Inspiration

Every great project starts as a thought — usually at the worst possible moment. On a walk. In the shower. During a commute. The idea is vivid, the architecture is clear, you can see exactly how it should work. Then you sit down at a computer and half of it is gone, most people wait too much for build something, struggle because maybe they dont have the complete picture of the project.

The problem is not creativity. It is the gap between thinking and building. The tools we use to create software — keyboards, IDEs, pull requests — require you to stop being in the world and sit down to translate thought into code. That translation is slow and lossy.

We asked a different question: what if you could spec, design, and ship a real project just by talking — while walking, while doing anything else — without ever touching a screen?

That is SpecTalk. You talk to Gervis, the AI inside SpecTalk, through your Meta Ray-Ban glasses or AirPods. Gervis shapes your raw idea into a proper project brief by asking one smart question at a time. You confirm the plan. Gervis executes it in the background. You get a notification when it is done and pick up right where you left off — hands-free, uninterrupted, natural.

The name came from the workflow: you talk to spec things. SpecTalk.


What It Does

SpecTalk is a hands-free project creation tool that runs on Meta Ray-Ban glasses and AirPods. The AI assistant inside is called Gervis.

The core flow:

  1. Say "Hey Gervis" — a soft chime confirms it is listening
  2. Describe what you want to build in plain language: "Build me a landing page for my coffee shop, clean design, online ordering button, mobile first"
  3. Gervis asks one clarifying question at a time: "What is the name and what colors represent your brand?" — no questionnaire dumps, one question, spoken naturally
  4. Gervis summarizes the plan and asks for confirmation before doing anything: "I'll generate a Next.js landing page with your branding. Should I go ahead?"
  5. You say yes. The job starts in the background.
  6. A push notification arrives when the work is done.
  7. You say "Hey Gervis" again. Gervis welcomes you back with the result: "Your landing page is ready. The PR is open for review."

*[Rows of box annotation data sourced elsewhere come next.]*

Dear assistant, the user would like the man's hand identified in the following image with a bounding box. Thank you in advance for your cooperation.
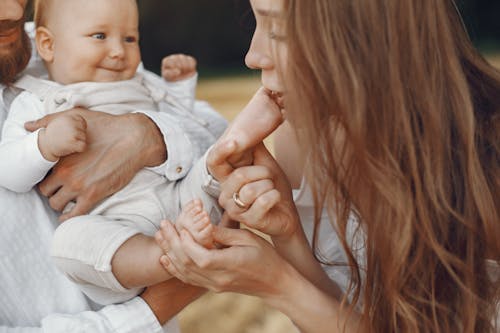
[25,108,167,221]
[38,113,87,162]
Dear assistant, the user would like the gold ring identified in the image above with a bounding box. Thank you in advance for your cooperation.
[233,192,248,209]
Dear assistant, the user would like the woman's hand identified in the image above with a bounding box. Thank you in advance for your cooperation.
[219,144,299,238]
[156,221,293,297]
[207,88,283,181]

Supporting capabilities — Gervis can also search the web, check Maps, answer questions, and hold natural multi-turn conversations. These features exist to support the project creation flow. You can ask about an API while speccing an integration, check a competitor's location while planning a local app, or just ask a factual question mid-conversation.

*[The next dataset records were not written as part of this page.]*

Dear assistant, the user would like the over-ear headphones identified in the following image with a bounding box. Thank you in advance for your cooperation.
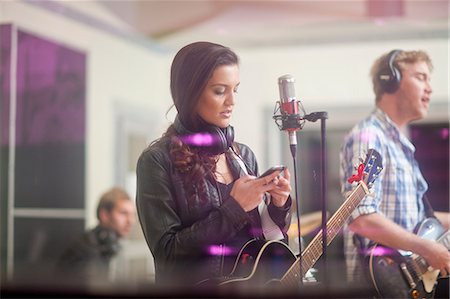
[173,115,234,155]
[378,50,402,93]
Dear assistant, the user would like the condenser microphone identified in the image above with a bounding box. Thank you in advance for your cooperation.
[278,74,302,147]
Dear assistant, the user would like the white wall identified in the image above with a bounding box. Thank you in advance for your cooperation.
[233,39,450,168]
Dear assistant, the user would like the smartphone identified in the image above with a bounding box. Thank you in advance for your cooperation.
[258,165,286,178]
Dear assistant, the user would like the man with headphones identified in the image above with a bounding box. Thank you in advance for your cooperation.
[340,50,450,298]
[57,187,136,288]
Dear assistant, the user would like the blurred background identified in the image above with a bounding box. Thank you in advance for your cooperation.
[0,0,450,294]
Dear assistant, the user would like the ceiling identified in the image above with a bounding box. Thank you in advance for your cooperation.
[99,0,449,48]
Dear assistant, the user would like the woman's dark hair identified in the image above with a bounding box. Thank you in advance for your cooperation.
[170,42,239,131]
[164,42,239,203]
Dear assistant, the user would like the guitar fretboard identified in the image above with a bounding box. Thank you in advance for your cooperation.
[281,181,369,286]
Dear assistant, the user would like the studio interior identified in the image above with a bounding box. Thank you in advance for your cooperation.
[0,0,450,298]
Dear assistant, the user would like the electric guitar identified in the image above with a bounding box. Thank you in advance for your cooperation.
[200,149,382,288]
[369,218,450,299]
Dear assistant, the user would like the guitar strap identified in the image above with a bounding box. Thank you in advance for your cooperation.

Security by design — the phone holds no API keys. All AI models, credentials, conversation memory, and project state live in the backend. The phone is a microphone and a speaker.


How We Built It

SpecTalk is a two-layer system with a deliberate architectural boundary: the phone captures audio/image and plays audio. Everything else is the backend.

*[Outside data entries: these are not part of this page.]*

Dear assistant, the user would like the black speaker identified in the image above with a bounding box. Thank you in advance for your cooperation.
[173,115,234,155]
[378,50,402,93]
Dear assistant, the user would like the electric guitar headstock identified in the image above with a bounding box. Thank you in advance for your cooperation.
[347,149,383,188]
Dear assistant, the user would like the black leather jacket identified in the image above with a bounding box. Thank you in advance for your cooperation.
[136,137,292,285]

Android App (Kotlin, Jetpack Compose)

The app is essentially a thin audio terminal. It captures PCM audio from the device mic (or Meta Glasses / AirPods audio when connected) using Android's AudioRecord API with acoustic echo cancellation, noise suppression, and automatic gain control applied before any audio leaves the device.

A local Vosk model runs a lightweight wake-word detector in a foreground service, listening for "Hey Gervis" (or whatever the user configured). On detection, it plays a short activation chime through the active audio output — so the user gets immediate audio confirmation without needing to look at their phone — then streams raw PCM audio to the backend over a persistent WebSocket.

Response audio streams back in real time and plays through PcmAudioPlayer. The app also processes JSON control messages for transcripts, state updates, job status, and barge-in events. An inactivity timer automatically ends the session after 10 seconds of silence from both sides, returning to wake-word listening mode.

Backend Voice Agent (Python, Google ADK, FastAPI)

The backend owns the Gemini Live session. When the phone connects, the backend opens a bidirectional audio bridge: phone PCM forwards to Gemini Live, and Gemini's response audio streams back to the phone. The bridge is zero-copy — raw bytes forwarded immediately — keeping added latency under 80ms.

A Google ADK orchestrator agent runs alongside the audio bridge. When Gemini decides a tool is needed, the backend intercepts the tool call and executes it natively — Google Search, Google Maps, the project creation pipeline, job dispatch — then injects the result back into the Gemini session as a voice-friendly summary. The phone is never involved in tool execution.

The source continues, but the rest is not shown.